阿呆を見るような少年の見下した視線が気に障るが、ここで余計なことを言って正体不明の存在の怒りを買うつもりはない。そろり、そろりと後退りしながら「いつもお世話になっていますー……」と作り笑いで引き攣った挨拶を口にする。
そんな時間稼ぎにもならない反応を返しながら、わたしは胸の裡で激しい後悔の念に襲われていた。
いつか本当の神様に出会うかもしれない――普段から様々な神使を目にしていたのだから、そんなことも予想して然るべきだったのだ。それなのに、そこまで考えが及んでいなかったことが、自身の宗教観を如実に表している。

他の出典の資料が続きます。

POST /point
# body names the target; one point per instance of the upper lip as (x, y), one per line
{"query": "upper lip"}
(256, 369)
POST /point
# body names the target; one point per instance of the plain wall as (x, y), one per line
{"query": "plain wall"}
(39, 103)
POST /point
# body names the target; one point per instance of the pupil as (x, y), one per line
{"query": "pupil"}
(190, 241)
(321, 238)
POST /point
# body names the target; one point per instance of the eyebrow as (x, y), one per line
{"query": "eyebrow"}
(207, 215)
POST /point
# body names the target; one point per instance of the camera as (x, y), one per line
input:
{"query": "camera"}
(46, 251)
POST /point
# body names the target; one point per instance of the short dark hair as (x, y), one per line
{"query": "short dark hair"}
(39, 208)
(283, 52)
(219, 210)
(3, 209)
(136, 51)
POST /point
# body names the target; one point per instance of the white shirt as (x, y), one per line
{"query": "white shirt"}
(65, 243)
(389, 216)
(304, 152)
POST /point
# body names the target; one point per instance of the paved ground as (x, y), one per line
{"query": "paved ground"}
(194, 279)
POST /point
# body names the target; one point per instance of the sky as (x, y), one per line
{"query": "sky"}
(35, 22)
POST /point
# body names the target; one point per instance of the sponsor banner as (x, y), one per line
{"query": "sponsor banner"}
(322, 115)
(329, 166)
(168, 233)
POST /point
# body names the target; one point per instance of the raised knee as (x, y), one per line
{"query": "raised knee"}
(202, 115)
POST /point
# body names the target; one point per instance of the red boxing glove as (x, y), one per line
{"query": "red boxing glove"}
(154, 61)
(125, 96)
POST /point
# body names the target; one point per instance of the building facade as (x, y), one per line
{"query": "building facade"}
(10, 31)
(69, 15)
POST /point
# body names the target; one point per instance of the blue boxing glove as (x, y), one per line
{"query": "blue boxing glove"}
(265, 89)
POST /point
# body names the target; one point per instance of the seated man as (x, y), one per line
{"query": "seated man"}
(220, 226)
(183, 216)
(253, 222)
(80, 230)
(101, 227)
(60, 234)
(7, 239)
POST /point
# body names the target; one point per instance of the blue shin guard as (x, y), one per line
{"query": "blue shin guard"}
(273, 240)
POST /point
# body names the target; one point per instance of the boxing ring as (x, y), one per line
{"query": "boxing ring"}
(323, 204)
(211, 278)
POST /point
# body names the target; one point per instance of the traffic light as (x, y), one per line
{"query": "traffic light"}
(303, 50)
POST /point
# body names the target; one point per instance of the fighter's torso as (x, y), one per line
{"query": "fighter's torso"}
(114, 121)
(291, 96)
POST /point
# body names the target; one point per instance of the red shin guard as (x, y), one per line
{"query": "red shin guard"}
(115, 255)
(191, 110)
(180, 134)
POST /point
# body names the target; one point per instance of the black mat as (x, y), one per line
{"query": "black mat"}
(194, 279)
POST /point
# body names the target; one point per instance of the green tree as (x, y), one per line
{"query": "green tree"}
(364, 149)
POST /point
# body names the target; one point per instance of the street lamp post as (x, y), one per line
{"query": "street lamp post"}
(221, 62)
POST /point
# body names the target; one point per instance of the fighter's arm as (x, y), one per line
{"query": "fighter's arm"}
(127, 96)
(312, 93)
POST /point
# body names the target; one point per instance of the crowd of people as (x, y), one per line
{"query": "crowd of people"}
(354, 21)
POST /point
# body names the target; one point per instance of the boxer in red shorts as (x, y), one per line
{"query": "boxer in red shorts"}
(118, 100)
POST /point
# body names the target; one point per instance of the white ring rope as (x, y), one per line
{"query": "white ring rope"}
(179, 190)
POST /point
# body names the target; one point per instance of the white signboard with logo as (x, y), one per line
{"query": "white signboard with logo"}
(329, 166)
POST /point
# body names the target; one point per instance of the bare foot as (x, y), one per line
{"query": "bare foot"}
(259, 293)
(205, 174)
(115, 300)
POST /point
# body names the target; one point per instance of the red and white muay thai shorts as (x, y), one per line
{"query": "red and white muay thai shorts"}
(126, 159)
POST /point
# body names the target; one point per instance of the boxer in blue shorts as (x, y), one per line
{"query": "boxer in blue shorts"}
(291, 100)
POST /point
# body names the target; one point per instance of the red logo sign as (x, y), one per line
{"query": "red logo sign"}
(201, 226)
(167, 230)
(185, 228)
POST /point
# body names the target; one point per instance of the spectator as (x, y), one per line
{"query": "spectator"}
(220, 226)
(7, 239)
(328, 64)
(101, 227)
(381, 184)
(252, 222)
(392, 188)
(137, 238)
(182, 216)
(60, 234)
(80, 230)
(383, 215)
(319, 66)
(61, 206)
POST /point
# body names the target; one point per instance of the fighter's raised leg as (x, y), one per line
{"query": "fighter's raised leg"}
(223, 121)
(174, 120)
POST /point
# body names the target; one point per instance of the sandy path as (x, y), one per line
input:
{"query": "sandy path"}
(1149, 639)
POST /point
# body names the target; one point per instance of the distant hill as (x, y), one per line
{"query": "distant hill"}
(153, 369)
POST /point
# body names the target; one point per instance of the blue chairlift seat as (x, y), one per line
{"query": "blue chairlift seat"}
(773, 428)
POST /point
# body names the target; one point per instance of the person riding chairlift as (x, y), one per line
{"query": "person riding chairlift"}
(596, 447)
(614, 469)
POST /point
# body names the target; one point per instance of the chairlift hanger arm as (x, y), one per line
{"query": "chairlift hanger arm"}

結局、神様、もしくはそれに近いものを見ていても、自分にとってそれはいわば景色のようなものでしかなかった。
――見える。感じる。でも、それだけ。
神様を否定するつもりは勿論ないけれど、だからといってその存在が自身に影響を与えるとも思わない。
……恐らく、日本人の大半が似たような考えだろう。
神々とは、手の届かない高みにおわすもの。言葉の通じるような卑近な存在であってはならないのだ。
そういった点で、目の前のこの存在は異端で……。
目の前で、パンッと手が打ち合わされた。
そんな猫騙しでびくりとするほど、気づかぬ内に物思いに耽っていたらしい。
はっと意識を引き戻し、自分より大分背の低い少年をまじまじと見下ろす。
「おい、司紗! 神を前にして何を自分の考えに夢中になっている!」
わたしがあまりにも長く固まっていたために、拗ねてしまったらしい。偉そうに腕組みをして、口を尖らせて抗議の声を上げる自称「神様」。
上目遣いで必死にガンを飛ばしてくるその姿は、特異な格好と偉そうな態度を除けばいたって普通の……いや、普通ではないほどの美形だけど、でもそれだけの少年だ。
心持ち踵を上げて背伸びをしているのは、少しでも目線を高く合わせようとしているためだろうか。そんなところに彼のプライドが見えるようで、微笑ましい。
「ごめんなさい、八叉彦命様」
そんな失礼なことを内心考えながらも、一応カタチだけは丁重に詫びを言う。
「えぇと……」
何か言わなければならないと口を開いたけれど、何を言えば良いのだろう。